Wednesday, September 22, 2010

A Quick Welcome to Ellery Queen Readers

I just received my December 2010 Ellery Queen's Mystery Magazine in the mail today, and was surprised and pleased to see my new story "The Docile Shark" inside, with an illustration, no less. In the little bio blurb, the editors were kind enough to refer to my blog -- that is, this blog. So I thought I would just say hello, encourage you to read my story (and feel free to comment here, of course), and explore the blog, which is mostly a commentary on crime/mystery fiction (and also film and lately, some war books).

I've had a couple of other stories published: "Wilson's Man" in the January 2008 issue of EQMM; and "Fire Lines" in the 2002 collection Measures of Poison. I have a completed novel in manuscript (Jailhouse Pale) and an agent, so please cross your fingers for me. I recently joined Facebook (and its etiquette is new to me), but if you like what you read here and want to hear if I have anything coming out (or what I'm reading), subscribe to this blog or friend me on Facebook (http://www.facebook.com/levin.doug). Thanks.
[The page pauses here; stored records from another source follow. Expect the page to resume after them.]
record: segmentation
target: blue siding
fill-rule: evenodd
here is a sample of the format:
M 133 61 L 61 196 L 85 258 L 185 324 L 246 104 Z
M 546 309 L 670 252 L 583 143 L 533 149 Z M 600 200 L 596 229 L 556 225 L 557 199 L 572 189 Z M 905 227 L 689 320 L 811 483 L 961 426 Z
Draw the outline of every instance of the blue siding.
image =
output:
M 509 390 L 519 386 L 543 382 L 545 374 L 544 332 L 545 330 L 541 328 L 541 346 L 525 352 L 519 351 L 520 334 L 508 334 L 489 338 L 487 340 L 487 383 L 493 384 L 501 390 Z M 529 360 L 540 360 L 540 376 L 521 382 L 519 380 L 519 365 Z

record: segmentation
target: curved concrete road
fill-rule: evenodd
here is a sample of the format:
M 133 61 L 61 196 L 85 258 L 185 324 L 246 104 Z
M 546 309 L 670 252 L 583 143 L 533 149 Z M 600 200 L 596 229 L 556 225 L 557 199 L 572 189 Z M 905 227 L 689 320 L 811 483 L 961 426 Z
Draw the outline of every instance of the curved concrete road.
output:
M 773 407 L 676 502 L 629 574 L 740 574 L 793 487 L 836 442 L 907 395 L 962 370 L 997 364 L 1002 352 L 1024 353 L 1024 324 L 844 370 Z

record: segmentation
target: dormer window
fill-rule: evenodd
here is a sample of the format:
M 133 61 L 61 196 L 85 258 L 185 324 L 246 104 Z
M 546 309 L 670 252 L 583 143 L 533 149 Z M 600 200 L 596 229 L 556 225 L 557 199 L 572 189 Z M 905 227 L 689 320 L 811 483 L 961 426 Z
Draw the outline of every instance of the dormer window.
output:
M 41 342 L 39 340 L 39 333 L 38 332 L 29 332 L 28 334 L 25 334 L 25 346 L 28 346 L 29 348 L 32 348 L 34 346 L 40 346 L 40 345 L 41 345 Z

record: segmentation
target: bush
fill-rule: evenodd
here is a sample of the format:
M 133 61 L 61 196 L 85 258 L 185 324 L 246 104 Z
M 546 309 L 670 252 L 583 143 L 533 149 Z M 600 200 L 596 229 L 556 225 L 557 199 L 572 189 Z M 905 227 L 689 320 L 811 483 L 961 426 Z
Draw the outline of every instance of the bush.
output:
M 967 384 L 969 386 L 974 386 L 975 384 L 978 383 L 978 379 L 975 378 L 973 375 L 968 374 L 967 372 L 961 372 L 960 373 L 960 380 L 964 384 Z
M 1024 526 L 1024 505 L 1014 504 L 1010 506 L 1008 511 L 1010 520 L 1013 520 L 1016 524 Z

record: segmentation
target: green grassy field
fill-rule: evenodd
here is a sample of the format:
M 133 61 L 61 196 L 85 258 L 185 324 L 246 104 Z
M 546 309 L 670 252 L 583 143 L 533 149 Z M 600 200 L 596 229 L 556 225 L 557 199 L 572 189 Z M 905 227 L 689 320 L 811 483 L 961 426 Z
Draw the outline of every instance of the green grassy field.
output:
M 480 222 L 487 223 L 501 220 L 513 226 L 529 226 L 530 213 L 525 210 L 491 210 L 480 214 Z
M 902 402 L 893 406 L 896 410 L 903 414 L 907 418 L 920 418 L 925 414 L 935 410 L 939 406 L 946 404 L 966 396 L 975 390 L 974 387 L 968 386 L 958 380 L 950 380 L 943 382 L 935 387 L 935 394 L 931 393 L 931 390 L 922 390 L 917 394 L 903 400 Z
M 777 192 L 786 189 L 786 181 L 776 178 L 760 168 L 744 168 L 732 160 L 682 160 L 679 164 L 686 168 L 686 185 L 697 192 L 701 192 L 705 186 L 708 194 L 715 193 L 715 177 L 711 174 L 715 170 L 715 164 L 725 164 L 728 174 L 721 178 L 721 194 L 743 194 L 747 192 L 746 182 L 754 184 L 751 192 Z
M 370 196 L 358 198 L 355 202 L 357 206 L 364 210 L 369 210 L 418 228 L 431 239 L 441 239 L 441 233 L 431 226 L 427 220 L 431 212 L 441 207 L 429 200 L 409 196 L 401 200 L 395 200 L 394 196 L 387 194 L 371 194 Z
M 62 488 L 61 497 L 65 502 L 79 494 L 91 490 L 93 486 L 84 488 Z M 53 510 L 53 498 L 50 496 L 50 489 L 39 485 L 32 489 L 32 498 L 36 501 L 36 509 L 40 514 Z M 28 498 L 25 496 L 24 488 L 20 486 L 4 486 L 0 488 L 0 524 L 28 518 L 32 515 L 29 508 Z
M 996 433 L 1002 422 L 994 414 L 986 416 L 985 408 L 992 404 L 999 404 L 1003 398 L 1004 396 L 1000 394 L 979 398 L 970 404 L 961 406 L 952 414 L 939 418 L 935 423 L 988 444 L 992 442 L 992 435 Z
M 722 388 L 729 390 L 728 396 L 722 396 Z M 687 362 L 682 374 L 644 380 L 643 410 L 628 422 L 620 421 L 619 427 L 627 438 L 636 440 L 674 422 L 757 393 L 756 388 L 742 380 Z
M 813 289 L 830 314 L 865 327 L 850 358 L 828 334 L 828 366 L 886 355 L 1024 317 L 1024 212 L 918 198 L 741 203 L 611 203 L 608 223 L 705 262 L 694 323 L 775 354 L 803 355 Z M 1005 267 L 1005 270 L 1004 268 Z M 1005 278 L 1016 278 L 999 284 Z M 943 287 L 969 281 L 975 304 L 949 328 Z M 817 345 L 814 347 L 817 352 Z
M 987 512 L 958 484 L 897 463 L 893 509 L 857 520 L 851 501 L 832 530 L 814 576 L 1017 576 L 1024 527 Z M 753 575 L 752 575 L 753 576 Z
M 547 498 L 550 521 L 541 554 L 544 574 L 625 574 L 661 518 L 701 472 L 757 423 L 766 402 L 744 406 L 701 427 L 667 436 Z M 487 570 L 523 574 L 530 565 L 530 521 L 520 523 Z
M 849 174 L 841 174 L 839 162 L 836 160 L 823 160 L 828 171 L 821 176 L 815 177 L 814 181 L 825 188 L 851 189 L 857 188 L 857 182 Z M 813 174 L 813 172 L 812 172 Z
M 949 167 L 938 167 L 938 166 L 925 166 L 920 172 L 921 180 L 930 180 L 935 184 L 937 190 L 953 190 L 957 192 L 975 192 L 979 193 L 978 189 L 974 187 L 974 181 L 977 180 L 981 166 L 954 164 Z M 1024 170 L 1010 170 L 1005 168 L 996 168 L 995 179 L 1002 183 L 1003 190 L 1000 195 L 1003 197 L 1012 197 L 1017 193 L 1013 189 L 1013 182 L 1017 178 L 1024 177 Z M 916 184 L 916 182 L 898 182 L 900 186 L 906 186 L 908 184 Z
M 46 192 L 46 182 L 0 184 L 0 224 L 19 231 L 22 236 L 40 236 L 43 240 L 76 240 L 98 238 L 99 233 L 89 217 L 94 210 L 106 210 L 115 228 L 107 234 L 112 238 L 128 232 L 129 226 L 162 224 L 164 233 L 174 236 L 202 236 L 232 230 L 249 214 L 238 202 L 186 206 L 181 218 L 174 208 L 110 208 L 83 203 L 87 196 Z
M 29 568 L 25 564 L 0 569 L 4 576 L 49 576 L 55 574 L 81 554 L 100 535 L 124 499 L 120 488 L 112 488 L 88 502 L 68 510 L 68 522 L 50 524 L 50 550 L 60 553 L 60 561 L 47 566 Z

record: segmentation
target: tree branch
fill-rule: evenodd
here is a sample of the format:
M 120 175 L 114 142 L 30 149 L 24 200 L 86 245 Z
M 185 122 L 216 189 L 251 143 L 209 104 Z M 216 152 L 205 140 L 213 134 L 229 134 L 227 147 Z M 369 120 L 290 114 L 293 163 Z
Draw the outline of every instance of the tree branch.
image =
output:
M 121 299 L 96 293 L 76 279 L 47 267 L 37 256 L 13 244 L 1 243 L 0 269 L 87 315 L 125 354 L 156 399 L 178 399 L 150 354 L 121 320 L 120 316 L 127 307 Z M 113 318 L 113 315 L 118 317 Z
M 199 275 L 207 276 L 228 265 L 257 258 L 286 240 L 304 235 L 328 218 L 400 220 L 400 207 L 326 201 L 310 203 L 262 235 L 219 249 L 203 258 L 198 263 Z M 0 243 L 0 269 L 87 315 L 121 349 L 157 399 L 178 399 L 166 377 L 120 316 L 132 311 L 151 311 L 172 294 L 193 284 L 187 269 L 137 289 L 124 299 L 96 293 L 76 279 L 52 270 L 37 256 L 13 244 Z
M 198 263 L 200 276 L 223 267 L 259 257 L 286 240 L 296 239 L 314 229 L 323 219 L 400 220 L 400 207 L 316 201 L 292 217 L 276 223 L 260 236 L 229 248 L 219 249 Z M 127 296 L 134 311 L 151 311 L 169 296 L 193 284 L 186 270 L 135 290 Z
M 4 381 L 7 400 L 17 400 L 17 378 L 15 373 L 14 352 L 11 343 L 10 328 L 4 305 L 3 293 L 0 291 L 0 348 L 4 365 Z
Wednesday, September 15, 2010

Westlake Shorter Fiction

In 1998, Donald Westlake (under the infamous name, Richard Stark) brought back his heister Parker after a 23-year (or so) absence. By then, I had read all the Parker novels (tracking some of the hard-to-find titles by interlibrary loan).

I never took to Westlake's comic heister Dortmunder in the same way, though I have read and enjoyed several of these books. For me, Dortmunder (and maybe humorous crime fiction more generally) works better in shorter form. The Dortmunder stories, Thieves' Dozen (11 stories!), are pretty great. Dortmunder also appears in a strong (and less slapsticky) novella, "Walking Around Money," in Transgressions (edited by Ed McBain).

Westlake also wrote a series of linked stories about a morose cop, Levine. This collection -- bittersweet, world-weary, bracing -- is really worth reading.

I'm still on my war literature campaign (just read The Thin Red Line -- thumbs up), but I took a break and read Enough, which Westlake called a "two-reeler" (and both "reels" loosely deal with the film industry). The book includes one short novel, A Travesty, and a novelette (?) called "Ordo," which was reprinted in The Mammoth Book of Pulp Fiction (edited by Maxim Jakubowski). A Travesty is a fun, humorous lark about a crime-solving, murderous film critic who is unfairly framed for a murder he commits (think about that?!). "Ordo" is pulpy in its way -- featuring a sailor protagonist and an underage wife (and later starlet) -- but it also has what I might call existential resonance. (And now I've just discovered a French film adaptation, 2004, after I wrote the word "existential." Hmm.) In other words, more Westlake worth reading.